A couple logistics reminders:

  • Labs (50 minutes) are on Fridays, held in CF 420 with our fantastic TA, Rory Little
  • Quizzes are timed async on Canvas:
    • Released Friday after lab
    • 10 minute time limit
    • Finish by the start of class on Monday

Extra credit opportunity - Faculty candidate talks:¶

The CS department is interviewing faculty candidates. Each candidate gives 2 public talks - one research talk and one teaching demo. Students are welcome and encouraged to attend these! To incentivize attendance, I offer a bit of extra credit. See the "Talk Attendance Extra Credit" assignment on Canvas for details, but the deal is this:

  • If you attend a talk, you can grab an index card from me at the start.
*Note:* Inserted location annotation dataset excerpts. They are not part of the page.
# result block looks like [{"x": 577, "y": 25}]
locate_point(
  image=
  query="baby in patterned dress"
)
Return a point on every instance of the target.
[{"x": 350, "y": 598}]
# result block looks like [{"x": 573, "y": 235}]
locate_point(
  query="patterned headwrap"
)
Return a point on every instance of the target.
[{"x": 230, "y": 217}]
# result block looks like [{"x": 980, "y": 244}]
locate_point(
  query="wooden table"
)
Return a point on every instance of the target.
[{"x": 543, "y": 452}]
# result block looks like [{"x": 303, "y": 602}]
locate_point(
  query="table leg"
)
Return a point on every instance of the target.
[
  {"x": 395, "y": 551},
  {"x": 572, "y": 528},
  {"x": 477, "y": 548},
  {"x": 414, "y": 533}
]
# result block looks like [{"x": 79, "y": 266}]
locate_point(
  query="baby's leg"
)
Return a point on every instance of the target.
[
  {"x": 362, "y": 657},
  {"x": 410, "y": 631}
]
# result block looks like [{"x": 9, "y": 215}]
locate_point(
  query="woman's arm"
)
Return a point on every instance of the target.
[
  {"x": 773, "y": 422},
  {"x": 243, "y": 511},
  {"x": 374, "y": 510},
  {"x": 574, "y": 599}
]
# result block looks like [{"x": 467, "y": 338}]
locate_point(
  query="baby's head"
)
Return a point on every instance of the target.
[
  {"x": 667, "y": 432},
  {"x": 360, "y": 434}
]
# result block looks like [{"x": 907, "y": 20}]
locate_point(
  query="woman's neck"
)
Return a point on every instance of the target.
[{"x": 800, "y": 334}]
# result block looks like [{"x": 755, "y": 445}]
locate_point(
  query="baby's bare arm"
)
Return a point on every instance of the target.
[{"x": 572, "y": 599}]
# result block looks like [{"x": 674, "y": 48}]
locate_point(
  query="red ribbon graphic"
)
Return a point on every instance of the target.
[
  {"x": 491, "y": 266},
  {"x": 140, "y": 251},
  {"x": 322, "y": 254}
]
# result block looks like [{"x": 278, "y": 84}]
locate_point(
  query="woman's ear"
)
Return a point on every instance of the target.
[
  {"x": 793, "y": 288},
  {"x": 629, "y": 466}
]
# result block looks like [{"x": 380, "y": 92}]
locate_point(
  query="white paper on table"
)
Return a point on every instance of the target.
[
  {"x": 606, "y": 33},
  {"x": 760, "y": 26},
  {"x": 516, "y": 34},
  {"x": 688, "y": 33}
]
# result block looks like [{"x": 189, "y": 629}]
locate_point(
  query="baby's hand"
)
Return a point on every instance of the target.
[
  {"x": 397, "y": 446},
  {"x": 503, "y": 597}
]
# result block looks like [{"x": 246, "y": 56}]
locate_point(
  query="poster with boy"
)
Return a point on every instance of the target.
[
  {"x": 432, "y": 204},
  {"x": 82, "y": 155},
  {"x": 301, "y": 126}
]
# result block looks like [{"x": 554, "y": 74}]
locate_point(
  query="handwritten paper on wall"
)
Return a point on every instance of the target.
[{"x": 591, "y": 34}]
During the talk, fill out the card with four things:

    1. Your name and class (DATA 311)
    2. Something you learned from the talk
    3. Something that could have been improved in the talk
    4. Your thoughts on whether we should offer a faculty position to the speaker
  • Hand the card to me at the end of the talk for 1 point of extra credit in the Quizzes category.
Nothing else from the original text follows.